Cette interdiction, qui m’apparaît fondée, m’inspire une réflexion plus générale. Omniprésents dans tous les domaines de la vie économique et sociale – pour ne pas parler de la sphère politique -, les services étatiques sont pesants mais aussi d’une réelle efficacité. Le constat est valable pour la circulation routière. Nul doute que les innombrables contrôles auxquels sont soumis les automobilistes sont agaçants. Mais ils obligent ceux-ci à limiter leur vitesse et doivent nécessairement aider à la diminution des accidents.
De toute façon, pas question de passer la surmutipliée en parcourant les vastes espaces qui mènent au sud de Matmata, vers Médenine. Les buttes rocheuses vierges de végétation qui défilent devant moi évoquent des paysages lunaires. C’est ici, d’ailleurs, qu’a été tourné en partie le célèbre film Star Wars. Ailleurs, le djebel est entaillé de profondes gorges qui ne sont pas sans rappeler, toutes proportions gardées, le Grand Canyon du Colorado.
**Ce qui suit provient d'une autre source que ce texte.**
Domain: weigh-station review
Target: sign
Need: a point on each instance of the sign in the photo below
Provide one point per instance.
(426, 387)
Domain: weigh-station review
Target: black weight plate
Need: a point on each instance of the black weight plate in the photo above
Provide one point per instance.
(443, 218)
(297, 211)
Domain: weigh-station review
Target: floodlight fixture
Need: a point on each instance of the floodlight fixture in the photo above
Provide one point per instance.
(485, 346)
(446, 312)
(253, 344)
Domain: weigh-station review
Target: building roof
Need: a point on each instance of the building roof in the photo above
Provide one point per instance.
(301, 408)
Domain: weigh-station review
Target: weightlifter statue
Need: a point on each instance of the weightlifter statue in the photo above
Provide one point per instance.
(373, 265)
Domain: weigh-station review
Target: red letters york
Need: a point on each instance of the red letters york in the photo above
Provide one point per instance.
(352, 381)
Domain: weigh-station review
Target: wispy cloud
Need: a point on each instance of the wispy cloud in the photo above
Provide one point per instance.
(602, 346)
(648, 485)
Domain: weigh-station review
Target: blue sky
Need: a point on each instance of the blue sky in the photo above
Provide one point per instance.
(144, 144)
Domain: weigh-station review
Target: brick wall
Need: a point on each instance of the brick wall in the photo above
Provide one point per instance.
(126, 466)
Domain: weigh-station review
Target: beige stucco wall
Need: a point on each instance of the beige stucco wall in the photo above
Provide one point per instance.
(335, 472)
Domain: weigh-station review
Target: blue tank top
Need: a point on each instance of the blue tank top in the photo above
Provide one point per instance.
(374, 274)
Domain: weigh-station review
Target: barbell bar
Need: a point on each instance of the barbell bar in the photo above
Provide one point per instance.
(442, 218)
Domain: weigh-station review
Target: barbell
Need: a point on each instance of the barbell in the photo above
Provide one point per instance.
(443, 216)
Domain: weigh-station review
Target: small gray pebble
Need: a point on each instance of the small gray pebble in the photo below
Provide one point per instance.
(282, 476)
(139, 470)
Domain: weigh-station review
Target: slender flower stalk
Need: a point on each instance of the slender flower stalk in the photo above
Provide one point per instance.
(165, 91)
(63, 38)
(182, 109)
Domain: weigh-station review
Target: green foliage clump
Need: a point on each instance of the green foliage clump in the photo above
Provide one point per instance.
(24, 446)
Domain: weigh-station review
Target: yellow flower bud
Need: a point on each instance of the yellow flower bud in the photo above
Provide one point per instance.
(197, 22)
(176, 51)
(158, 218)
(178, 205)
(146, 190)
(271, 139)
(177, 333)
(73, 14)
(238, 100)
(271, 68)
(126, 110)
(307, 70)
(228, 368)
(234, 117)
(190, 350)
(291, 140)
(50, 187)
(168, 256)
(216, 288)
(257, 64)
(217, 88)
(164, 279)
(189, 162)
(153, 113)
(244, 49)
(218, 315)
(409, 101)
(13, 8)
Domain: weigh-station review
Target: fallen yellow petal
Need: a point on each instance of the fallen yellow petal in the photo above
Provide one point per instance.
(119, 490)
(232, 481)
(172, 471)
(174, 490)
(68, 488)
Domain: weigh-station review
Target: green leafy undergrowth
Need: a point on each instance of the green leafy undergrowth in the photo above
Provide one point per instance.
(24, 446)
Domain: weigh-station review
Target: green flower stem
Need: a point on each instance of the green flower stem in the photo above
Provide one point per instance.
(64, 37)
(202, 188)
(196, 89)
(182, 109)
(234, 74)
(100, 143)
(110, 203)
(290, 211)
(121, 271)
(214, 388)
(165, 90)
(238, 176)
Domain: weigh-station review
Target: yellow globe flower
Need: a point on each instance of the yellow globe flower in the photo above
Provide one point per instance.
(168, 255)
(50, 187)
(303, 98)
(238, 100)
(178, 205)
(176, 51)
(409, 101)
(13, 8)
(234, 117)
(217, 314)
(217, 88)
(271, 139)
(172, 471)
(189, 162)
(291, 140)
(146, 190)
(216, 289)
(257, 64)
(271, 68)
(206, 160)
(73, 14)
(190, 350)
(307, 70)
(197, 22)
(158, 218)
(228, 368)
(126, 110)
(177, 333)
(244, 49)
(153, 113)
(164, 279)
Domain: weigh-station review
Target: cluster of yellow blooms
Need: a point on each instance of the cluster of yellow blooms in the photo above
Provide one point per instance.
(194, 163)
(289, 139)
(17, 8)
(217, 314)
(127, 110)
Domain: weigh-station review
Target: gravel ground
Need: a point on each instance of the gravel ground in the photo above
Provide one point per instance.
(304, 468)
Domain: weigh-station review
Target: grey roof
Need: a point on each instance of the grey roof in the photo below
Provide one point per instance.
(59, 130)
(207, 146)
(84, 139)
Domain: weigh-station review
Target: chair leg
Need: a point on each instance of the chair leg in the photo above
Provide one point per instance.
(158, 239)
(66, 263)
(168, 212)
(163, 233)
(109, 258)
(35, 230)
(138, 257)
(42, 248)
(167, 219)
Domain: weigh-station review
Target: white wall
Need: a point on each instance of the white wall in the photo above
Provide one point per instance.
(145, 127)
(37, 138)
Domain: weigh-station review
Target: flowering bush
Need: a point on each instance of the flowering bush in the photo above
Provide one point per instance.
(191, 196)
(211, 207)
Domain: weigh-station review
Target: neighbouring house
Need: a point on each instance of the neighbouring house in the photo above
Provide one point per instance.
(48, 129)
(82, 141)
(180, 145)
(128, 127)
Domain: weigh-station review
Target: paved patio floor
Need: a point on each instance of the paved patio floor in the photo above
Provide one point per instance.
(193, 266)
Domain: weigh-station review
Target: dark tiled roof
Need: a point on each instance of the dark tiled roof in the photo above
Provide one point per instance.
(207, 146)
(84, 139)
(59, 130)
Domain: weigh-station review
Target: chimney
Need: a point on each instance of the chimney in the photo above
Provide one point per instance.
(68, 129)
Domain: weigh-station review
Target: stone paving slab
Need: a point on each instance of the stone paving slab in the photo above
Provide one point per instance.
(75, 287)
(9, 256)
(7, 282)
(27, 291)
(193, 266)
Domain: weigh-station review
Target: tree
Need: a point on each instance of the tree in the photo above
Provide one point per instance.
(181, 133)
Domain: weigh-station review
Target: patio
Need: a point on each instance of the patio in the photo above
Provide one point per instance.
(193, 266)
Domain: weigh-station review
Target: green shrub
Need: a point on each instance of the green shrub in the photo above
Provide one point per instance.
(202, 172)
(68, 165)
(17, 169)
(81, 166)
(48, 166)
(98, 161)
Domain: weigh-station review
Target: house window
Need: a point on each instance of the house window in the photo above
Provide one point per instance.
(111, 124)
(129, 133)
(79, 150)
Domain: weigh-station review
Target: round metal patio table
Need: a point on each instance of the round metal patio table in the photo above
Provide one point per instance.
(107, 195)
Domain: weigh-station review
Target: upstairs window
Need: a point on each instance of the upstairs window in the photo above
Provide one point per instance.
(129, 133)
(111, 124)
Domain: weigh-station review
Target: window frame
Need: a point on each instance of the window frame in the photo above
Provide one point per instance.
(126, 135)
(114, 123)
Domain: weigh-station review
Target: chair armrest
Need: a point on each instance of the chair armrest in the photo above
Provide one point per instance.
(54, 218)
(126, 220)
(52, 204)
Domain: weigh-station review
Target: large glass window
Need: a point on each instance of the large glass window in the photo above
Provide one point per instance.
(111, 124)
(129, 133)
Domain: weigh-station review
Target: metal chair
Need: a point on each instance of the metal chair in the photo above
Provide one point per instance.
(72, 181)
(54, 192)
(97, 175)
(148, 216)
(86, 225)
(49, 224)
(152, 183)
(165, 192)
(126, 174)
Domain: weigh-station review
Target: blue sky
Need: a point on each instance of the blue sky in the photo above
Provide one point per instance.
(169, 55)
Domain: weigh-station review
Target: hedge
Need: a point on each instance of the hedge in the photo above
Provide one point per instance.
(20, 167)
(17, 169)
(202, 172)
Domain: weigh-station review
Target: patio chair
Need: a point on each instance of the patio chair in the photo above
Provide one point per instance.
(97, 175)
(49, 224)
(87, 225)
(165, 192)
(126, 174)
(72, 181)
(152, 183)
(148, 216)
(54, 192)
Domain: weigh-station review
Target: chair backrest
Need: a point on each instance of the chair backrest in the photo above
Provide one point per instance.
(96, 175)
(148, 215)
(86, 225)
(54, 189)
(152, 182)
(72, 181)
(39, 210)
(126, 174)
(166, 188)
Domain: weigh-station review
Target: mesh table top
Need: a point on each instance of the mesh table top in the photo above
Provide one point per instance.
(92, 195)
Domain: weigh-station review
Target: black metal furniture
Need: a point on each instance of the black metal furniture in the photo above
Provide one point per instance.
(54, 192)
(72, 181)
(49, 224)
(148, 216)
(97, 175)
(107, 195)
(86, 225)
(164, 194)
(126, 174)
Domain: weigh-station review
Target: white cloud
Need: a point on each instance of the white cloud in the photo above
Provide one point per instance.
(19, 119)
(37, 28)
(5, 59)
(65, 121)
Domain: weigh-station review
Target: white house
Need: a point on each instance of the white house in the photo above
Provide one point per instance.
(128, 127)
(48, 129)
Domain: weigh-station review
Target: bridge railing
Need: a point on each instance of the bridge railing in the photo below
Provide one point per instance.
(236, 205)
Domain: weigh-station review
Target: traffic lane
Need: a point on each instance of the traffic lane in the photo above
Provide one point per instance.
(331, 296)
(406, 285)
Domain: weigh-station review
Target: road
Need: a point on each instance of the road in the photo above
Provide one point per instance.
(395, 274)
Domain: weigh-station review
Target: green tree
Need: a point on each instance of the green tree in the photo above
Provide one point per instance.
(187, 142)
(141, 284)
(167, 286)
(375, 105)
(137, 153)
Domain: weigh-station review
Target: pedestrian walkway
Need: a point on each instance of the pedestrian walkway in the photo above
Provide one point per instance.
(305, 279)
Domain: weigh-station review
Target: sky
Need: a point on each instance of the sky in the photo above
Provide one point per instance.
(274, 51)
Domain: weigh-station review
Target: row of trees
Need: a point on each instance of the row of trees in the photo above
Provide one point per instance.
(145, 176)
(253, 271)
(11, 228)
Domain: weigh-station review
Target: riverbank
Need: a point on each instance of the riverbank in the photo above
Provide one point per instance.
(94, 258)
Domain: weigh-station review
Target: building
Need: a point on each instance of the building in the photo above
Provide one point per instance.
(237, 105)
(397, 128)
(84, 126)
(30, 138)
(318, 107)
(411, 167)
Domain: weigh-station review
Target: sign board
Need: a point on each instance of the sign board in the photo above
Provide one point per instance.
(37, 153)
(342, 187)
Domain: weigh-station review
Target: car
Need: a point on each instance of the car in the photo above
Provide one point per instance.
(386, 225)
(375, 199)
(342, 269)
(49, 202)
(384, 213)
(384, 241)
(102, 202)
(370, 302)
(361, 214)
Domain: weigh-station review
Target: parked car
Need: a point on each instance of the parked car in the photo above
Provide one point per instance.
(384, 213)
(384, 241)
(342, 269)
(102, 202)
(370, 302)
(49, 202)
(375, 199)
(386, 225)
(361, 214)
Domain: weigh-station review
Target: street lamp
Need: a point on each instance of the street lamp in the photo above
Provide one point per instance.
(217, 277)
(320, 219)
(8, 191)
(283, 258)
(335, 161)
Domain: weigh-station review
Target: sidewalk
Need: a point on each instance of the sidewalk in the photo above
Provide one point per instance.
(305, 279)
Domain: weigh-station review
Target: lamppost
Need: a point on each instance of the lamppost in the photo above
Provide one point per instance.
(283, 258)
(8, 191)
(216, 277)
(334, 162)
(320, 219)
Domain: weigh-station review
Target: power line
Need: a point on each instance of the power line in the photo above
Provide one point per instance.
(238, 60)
Cette zone très inhospitalière a pourtant fait l’objet d’une occupation humaine très ancienne dont les traces sont bien visibles. Partout, des ouvrages de petite hydraulique permettent de maîtriser les eaux de ruissellement dans les ravins et les oueds. Derrière de petits barrages de terre sont aménagés des champs, où poussent surtout des oliviers.
On est ici en terre berbère, et l’on en distingue la spécificité dans la tenue des femmes, de longues robes chatoyantes qui me rappellent celles des Kabyles en Algérie. Mais j’ai lu que les berbérophones ne constituent guère plus de 1 % de la population tunisienne. Celle-ci, et je m’en ferai souvent la remarque lors de mon périple, se caractérise par sa très grande homogénéité. De Tabarka, au Nord-Ouest, à Ben Guerdane, à la frontière libyenne, on parle le même arabe dialectal. Les habitudes alimentaires et, semble-t-il, les pratiques culturelles ne varient guère.
Cette cohésion nationale est encore renforcée par l’essor du tourisme intérieur. Comme en Europe, les Tunisiens de la classe moyenne prennent leur voiture pour aller découvrir leur pays. Ceux qui en ont les moyens se retrouvent dans les hôtels qui ont poussé un peu partout, aux côtés des Occidentaux ou de touristes venus d’autres pays arabes. À cela s’ajoute le développement des voyages scolaires. Au cours de ce voyage, j’ai croisé, en goguette à Gabès, un groupe d’élèves originaires de Mahdia, près de Sousse À Matmata, j’ai passé une soirée – animée – en compagnie d’enfants de salariés de la Caisse nationale de sécurité sociale (CNSS)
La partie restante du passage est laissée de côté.